Though the United Nations country team in Zimbabwe has gone on record deploring police beatings of Zimbabwean trade union officials earlier this month and has tacitly criticized President Robert Mugabe's subsequent remarks condoning the violence, some observers have taken the world body to task for taking too long to react.
Public comments by the U.N. country team in Harare Thursday came more than two weeks after the September 13 beatings of 17 officials of the Zimbabwe Congress of Trade Unions following their attempted protest march in the capital.
Support for the ZCTU officials had come from many other organizations, not only trade unions but rights groups like Amnesty International, but until September 28 not from the United Nations, whose International Labor Organization had yet to comment.
The U.N. country team expressed its "profound sense of dismay" at declarations by "Zimbabwean authorities" - clearly an indirect reference to President Mugabe - that seemed to condone the use of force and torture to put down demonstrations. The country team urged Harare to ensure the free exercise of basic freedoms.
VOA's Studio 7 for Zimbabwe sought perspective on the matter from Nairobi-based rights activist Brian Kagoro, who said the U.N. statement was too little too late.
Meanwhile, U.N. officials in Harare were on the defensive in a separate matter to do with Harare's proposal for a national human rights commission.
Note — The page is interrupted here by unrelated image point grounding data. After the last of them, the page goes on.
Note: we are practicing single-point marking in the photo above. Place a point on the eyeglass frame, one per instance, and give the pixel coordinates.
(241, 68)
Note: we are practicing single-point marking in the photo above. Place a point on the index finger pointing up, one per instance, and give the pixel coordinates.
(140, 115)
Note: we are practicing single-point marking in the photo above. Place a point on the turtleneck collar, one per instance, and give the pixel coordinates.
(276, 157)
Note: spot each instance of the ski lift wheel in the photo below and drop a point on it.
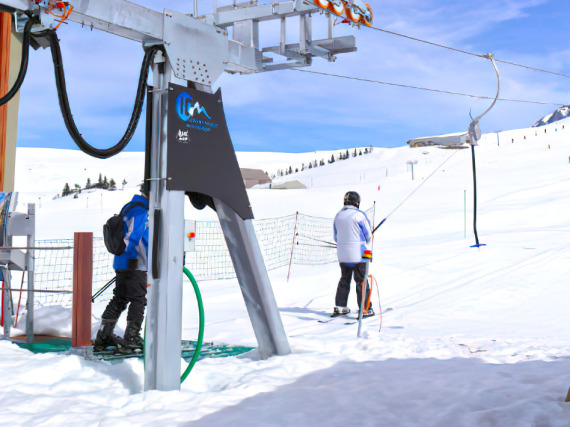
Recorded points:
(353, 14)
(322, 3)
(337, 10)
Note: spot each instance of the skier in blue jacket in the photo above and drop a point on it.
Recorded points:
(352, 232)
(130, 287)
Some civic groups have accused U.N. officials of aligning too closely with the government on the idea.
U.N. news agency IRIN quoted U.N. Development Program Resident Representative Agostinho Zacarias as saying that, "The accusation that we are in bed with the government of Zimbabwe is unfounded and in bad faith."
He continued: "Containment and isolation of the government is not our strategy. We are not selectively consulting NGOs - everyone and anyone can participate. We believe in a policy of engaging the government and the civil society."
The Crisis in Zimbabwe Coalition has accused the agency of being soft on Harare and refused to join consultative meetings other NGOs on creating the rights commission - particularly in light of the recent beatings of the trade union officials.